Under Section 18(i) of the Public Records Act 2005 (the Act), a public record or a protected record cannot be destroyed without the authorisation of the Chief Archivist. When a public office or a local authority destroys information and records, it must ensure that it follows the appropriate guidelines and procedures.

2. Reasons for destruction

Information and records should be destroyed using the correct method and at the appropriate time. This is important because it:

  • saves time and storage costs

  • shifts focus to higher priority information and records

  • prevents unauthorised access to information and records

  • may be a legislative requirement (such as to ensure privacy conditions are met).

3. Which information and records have to be destroyed

Only destroy information and records that the Chief Archivist has authorised for destruction. For public offices, there are three types of disposal authorities:

  • organisation specific disposal authorities set for a limited period

  • one-off disposal authorities created for specific records

  • general disposal authorities, issued by Archives New Zealand for records commonly kept by a public office.

For local authorities, the Association of Local Government Information Management (ALGIM) has an example retention and disposal schedule. The schedule is part of its Information Management Toolkit. This example shows information management staff at local authorities how to decide whether to retain or dispose of their non-current (or inactive) information and records. In addition, the List of Protected Records identifies categories of information and records that the Chief Archivist classifies as “worthy of protection”. These records can only be destroyed with the approval of the Chief Archivist.

Check with your staff whether any information and records considered for destruction are needed for ongoing business needs. Also, check whether these records need to be kept for compliance reasons.You will need to keep information and records in your organisation if they are:

  • part of a request under the Official Information Act 1982

  • part of a request under the Local Government Official Information and Meetings Act 1987

  • part of an appeal to the Ombudsman.

Only the Chief Archivist can authorise the transfer to a third party of any information and records approved for destruction.

4. Ways to destroy information and records

Destruction in any form should be irreversible, secure and documented. Take extra care when destroying sensitive information and records. Ensure that they are not accessible by mistake or without authorisation. In addition, burying or dumping is not a secure disposal method. Someone may find and retrieve it.

Use the most appropriate destruction method that has the least adverse environmental impact. Archives New Zealand recommends the destruction methods as below.

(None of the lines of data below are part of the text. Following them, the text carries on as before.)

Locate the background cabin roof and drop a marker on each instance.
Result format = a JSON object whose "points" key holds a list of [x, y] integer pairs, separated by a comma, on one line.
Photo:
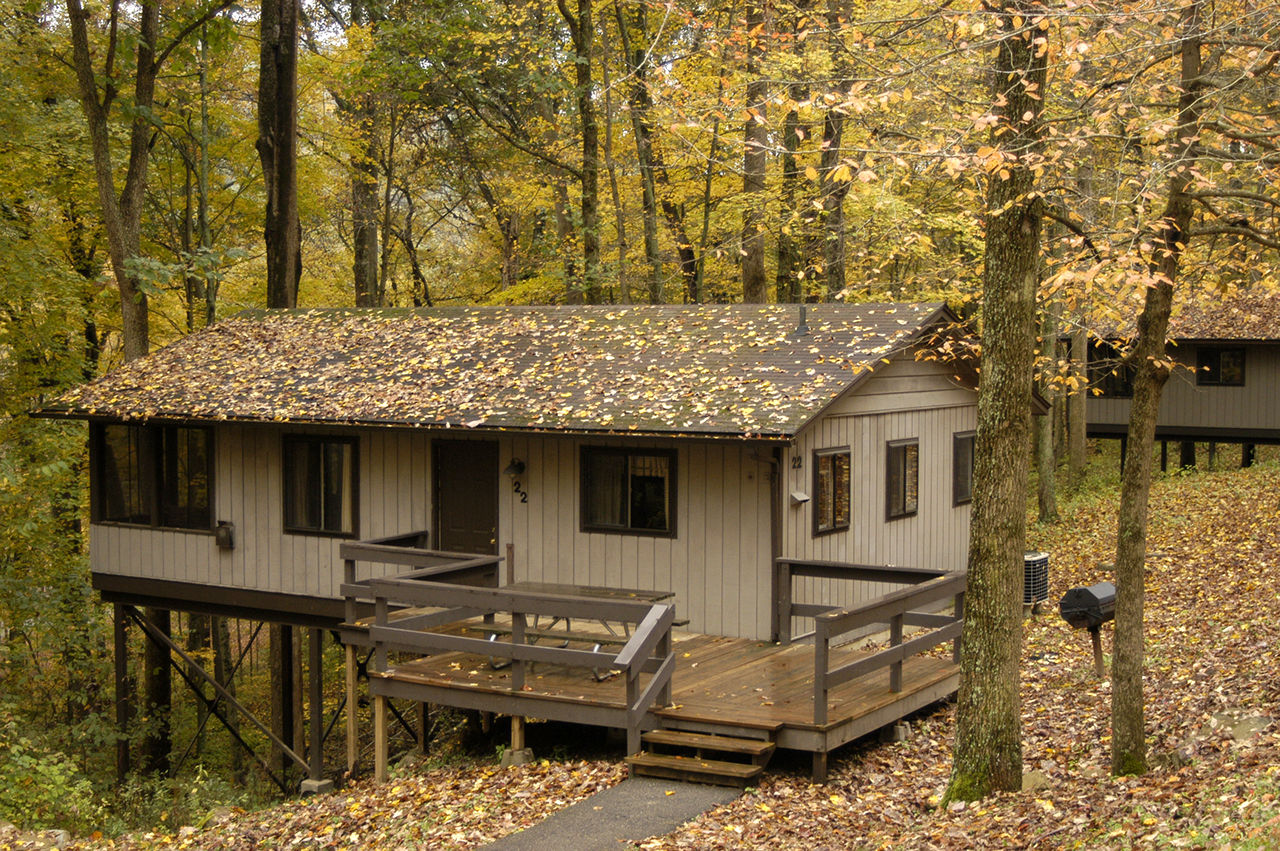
{"points": [[1244, 315], [707, 369]]}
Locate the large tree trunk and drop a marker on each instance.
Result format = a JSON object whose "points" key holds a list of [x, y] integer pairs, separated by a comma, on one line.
{"points": [[122, 215], [278, 149], [583, 32], [1128, 728], [988, 722], [755, 138]]}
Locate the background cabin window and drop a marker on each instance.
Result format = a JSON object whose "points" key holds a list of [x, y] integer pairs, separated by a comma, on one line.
{"points": [[831, 490], [154, 475], [123, 474], [320, 485], [629, 492], [904, 477], [1107, 375], [1220, 366], [961, 467]]}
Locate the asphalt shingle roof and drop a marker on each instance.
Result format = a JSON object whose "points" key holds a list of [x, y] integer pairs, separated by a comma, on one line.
{"points": [[707, 369]]}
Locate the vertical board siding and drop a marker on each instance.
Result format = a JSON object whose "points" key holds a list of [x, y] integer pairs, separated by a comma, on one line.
{"points": [[929, 408], [718, 564]]}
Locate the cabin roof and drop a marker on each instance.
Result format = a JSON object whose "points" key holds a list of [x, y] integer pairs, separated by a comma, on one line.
{"points": [[698, 370], [1251, 315]]}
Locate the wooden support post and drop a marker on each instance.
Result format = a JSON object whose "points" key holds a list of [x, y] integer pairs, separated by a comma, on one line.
{"points": [[123, 692], [517, 732], [1248, 452], [1187, 454], [159, 687], [895, 639], [379, 739], [315, 676], [352, 709], [282, 690], [1098, 664]]}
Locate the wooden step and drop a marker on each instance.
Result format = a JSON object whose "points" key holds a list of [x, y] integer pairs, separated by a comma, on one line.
{"points": [[754, 747], [693, 771]]}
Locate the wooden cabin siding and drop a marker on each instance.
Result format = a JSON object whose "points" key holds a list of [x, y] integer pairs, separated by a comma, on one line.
{"points": [[718, 563], [931, 407], [1185, 405]]}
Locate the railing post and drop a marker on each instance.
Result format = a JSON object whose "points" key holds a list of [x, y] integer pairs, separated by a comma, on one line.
{"points": [[517, 666], [782, 602], [895, 639], [348, 577], [821, 666]]}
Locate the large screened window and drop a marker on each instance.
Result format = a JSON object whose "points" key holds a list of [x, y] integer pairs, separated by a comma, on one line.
{"points": [[629, 490], [1220, 366], [961, 467], [904, 477], [154, 475], [320, 484], [831, 489]]}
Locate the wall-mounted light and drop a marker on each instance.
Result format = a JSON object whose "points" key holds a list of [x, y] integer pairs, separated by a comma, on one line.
{"points": [[224, 535]]}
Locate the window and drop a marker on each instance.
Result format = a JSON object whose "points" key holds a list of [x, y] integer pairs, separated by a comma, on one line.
{"points": [[961, 467], [152, 475], [831, 490], [1220, 366], [320, 484], [1109, 376], [629, 492], [904, 477]]}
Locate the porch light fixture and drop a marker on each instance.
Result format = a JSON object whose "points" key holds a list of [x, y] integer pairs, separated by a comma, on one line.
{"points": [[224, 535]]}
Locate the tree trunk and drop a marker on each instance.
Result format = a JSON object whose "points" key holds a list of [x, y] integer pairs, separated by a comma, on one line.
{"points": [[583, 32], [988, 721], [1128, 728], [278, 149], [755, 138], [1077, 425], [122, 215]]}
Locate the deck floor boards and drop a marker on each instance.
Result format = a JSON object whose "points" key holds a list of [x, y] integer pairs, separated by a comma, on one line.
{"points": [[718, 680]]}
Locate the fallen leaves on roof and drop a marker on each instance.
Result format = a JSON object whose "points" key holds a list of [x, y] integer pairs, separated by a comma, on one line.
{"points": [[656, 369]]}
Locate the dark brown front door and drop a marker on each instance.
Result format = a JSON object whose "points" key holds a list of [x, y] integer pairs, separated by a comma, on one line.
{"points": [[466, 497]]}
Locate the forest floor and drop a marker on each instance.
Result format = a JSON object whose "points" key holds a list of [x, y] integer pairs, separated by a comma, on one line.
{"points": [[1212, 715]]}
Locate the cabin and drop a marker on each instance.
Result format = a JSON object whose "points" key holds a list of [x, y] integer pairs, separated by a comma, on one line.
{"points": [[694, 495], [1225, 383]]}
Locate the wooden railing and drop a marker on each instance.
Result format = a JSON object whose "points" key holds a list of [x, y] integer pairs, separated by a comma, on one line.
{"points": [[896, 611], [410, 549], [785, 570], [647, 652]]}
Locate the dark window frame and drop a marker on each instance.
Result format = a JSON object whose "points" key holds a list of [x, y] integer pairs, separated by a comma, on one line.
{"points": [[152, 463], [900, 467], [626, 452], [287, 493], [1208, 365], [835, 525], [958, 497]]}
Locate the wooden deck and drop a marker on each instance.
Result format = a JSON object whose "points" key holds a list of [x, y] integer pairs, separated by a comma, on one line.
{"points": [[732, 686]]}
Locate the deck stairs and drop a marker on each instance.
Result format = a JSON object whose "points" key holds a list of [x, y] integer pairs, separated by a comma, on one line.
{"points": [[700, 758]]}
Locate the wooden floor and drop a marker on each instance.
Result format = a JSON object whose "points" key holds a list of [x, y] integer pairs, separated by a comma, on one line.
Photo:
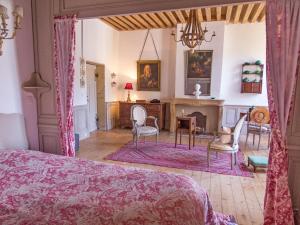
{"points": [[239, 196]]}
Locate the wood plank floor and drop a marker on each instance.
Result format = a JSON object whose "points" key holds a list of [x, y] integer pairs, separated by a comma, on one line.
{"points": [[239, 196]]}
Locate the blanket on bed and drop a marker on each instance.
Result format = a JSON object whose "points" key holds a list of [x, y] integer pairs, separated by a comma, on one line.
{"points": [[39, 188]]}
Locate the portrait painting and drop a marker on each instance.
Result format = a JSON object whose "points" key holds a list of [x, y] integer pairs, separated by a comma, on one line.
{"points": [[148, 75], [199, 64]]}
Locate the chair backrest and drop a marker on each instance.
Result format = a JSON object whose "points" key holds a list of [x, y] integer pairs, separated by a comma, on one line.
{"points": [[139, 114], [237, 130]]}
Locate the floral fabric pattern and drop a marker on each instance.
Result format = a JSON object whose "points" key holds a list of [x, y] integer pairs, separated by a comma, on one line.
{"points": [[64, 51], [39, 188], [283, 45]]}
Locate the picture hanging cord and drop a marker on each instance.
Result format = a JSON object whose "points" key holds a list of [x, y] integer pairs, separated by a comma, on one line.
{"points": [[147, 34], [81, 38]]}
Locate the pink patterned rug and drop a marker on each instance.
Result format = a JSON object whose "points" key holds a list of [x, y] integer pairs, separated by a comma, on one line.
{"points": [[165, 154]]}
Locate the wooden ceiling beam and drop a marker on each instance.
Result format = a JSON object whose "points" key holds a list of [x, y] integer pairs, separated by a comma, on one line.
{"points": [[172, 18], [111, 22], [257, 12], [247, 13], [150, 21], [238, 13], [200, 16], [124, 22], [228, 13], [140, 20], [134, 22], [164, 19], [208, 14], [219, 13], [180, 16], [156, 20], [262, 16]]}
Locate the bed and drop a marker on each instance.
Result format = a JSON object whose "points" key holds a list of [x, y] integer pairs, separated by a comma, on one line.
{"points": [[39, 188]]}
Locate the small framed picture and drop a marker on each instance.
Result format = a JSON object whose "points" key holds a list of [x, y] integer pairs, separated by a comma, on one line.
{"points": [[148, 75]]}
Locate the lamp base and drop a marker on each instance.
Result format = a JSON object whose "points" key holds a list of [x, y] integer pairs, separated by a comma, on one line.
{"points": [[128, 97]]}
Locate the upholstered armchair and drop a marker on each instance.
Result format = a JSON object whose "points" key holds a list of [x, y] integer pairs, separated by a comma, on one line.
{"points": [[139, 127], [231, 146]]}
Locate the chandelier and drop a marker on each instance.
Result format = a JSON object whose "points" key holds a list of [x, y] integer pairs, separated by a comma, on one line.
{"points": [[4, 31], [193, 34]]}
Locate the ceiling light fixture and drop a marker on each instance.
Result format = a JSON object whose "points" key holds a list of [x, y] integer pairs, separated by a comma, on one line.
{"points": [[193, 34]]}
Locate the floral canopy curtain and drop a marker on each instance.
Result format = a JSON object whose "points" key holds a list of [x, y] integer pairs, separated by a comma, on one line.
{"points": [[64, 51], [283, 45]]}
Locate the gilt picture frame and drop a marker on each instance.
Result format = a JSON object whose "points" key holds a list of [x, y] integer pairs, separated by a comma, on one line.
{"points": [[148, 75], [198, 70]]}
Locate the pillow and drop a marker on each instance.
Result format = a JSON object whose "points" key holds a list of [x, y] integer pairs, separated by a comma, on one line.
{"points": [[225, 139], [12, 132]]}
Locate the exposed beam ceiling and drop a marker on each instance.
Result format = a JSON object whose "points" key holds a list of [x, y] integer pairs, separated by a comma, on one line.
{"points": [[250, 12]]}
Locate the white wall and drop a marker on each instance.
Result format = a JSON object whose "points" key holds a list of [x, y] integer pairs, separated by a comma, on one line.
{"points": [[16, 66], [100, 45], [242, 43], [130, 47], [216, 45]]}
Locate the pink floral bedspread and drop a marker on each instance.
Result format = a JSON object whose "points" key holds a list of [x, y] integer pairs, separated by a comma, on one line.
{"points": [[38, 188]]}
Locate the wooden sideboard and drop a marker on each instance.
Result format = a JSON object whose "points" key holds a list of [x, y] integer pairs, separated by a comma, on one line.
{"points": [[157, 110]]}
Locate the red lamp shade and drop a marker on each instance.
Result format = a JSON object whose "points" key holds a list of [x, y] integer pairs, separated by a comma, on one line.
{"points": [[128, 86]]}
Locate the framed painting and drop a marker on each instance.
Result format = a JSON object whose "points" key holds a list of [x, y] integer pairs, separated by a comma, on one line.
{"points": [[148, 75], [198, 71], [199, 64]]}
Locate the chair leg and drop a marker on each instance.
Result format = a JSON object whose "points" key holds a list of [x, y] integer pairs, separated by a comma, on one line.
{"points": [[194, 134], [180, 136], [246, 140], [176, 134], [208, 157], [136, 141], [259, 138], [190, 135], [235, 158], [269, 140]]}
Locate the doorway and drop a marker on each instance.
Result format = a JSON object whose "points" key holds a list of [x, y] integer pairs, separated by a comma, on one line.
{"points": [[96, 96]]}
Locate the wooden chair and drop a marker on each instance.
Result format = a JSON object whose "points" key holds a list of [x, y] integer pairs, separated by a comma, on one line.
{"points": [[139, 127], [232, 147], [258, 124]]}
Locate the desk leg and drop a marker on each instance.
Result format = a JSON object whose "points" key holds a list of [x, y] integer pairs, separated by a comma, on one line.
{"points": [[176, 138], [190, 135], [194, 135], [180, 136]]}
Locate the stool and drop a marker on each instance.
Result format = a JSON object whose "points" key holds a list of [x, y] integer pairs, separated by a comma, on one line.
{"points": [[188, 124], [257, 161]]}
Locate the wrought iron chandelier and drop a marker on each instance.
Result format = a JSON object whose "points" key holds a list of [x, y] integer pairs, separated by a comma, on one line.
{"points": [[193, 34]]}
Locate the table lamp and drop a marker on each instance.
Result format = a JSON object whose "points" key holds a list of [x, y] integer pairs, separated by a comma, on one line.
{"points": [[128, 86]]}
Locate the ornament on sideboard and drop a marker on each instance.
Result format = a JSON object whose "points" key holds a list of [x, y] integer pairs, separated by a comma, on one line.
{"points": [[4, 29], [197, 92]]}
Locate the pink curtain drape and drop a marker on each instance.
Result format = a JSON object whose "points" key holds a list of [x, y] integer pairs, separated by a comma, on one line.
{"points": [[283, 45], [64, 51]]}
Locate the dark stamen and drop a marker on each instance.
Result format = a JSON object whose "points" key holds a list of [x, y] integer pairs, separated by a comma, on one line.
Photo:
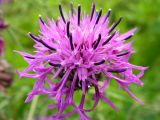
{"points": [[71, 42], [107, 15], [79, 14], [109, 38], [115, 24], [72, 10], [40, 18], [99, 15], [92, 11], [99, 63], [117, 70], [42, 42], [29, 57], [55, 65], [122, 54], [128, 37], [98, 40], [68, 23], [61, 12]]}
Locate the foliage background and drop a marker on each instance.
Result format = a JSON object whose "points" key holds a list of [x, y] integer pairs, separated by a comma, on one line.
{"points": [[22, 17]]}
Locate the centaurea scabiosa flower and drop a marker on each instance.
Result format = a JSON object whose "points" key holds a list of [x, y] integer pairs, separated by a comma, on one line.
{"points": [[76, 51], [1, 46]]}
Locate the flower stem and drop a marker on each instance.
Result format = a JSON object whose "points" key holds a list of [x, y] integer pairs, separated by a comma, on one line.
{"points": [[32, 108]]}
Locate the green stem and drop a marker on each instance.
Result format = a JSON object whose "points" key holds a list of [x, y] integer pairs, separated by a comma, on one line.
{"points": [[32, 109]]}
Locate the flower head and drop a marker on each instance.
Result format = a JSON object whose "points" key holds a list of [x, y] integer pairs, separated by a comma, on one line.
{"points": [[1, 46], [76, 51], [2, 24]]}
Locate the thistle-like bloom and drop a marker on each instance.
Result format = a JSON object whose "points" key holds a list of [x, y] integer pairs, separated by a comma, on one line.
{"points": [[2, 24], [3, 1], [76, 51], [1, 46]]}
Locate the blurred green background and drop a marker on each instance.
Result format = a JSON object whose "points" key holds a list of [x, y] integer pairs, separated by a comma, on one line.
{"points": [[22, 17]]}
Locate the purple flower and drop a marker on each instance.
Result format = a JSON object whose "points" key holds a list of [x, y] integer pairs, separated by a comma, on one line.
{"points": [[3, 1], [73, 53], [1, 46], [2, 24]]}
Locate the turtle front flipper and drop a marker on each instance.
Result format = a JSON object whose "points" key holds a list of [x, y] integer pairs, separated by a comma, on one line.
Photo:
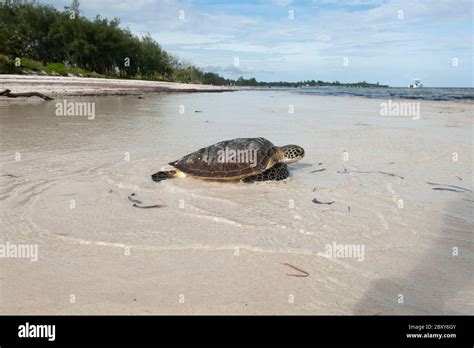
{"points": [[163, 175], [278, 172]]}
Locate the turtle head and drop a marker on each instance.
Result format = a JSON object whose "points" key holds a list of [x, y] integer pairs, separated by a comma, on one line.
{"points": [[291, 153]]}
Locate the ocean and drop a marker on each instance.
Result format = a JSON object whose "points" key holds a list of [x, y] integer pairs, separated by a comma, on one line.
{"points": [[387, 93]]}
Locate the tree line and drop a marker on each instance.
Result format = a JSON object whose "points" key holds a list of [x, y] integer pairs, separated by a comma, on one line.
{"points": [[65, 39], [42, 33]]}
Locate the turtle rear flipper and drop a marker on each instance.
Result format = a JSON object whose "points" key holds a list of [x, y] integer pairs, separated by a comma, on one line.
{"points": [[163, 175], [276, 173]]}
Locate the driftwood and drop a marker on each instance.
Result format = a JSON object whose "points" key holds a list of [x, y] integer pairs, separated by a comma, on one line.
{"points": [[149, 206], [380, 172], [7, 93], [319, 202], [455, 187], [305, 274]]}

Recommended destruction methods:

  • shred documents that do not hold highly sensitive information

  • burn or pulp documents that hold highly sensitive information


Recommended destruction methods:

  • clear or overwrite non-secure digital information to ensure no one can retrieve or read the information or record (including the metadata). Deletion is not destruction. Deletion only removes the link within the system to the information or record, rather than the information nor record itself.

  • destroy secure digital information to ensure no one can use the information or record (including the metadata), or the media on which it is held.

Other media

Recommended destruction methods:

  • cut, crush, shred or use chemical recycling appropriate to the type of media being destroyed. Examples of magnetic and optical audio-visual media are film, video, audiotape and microforms.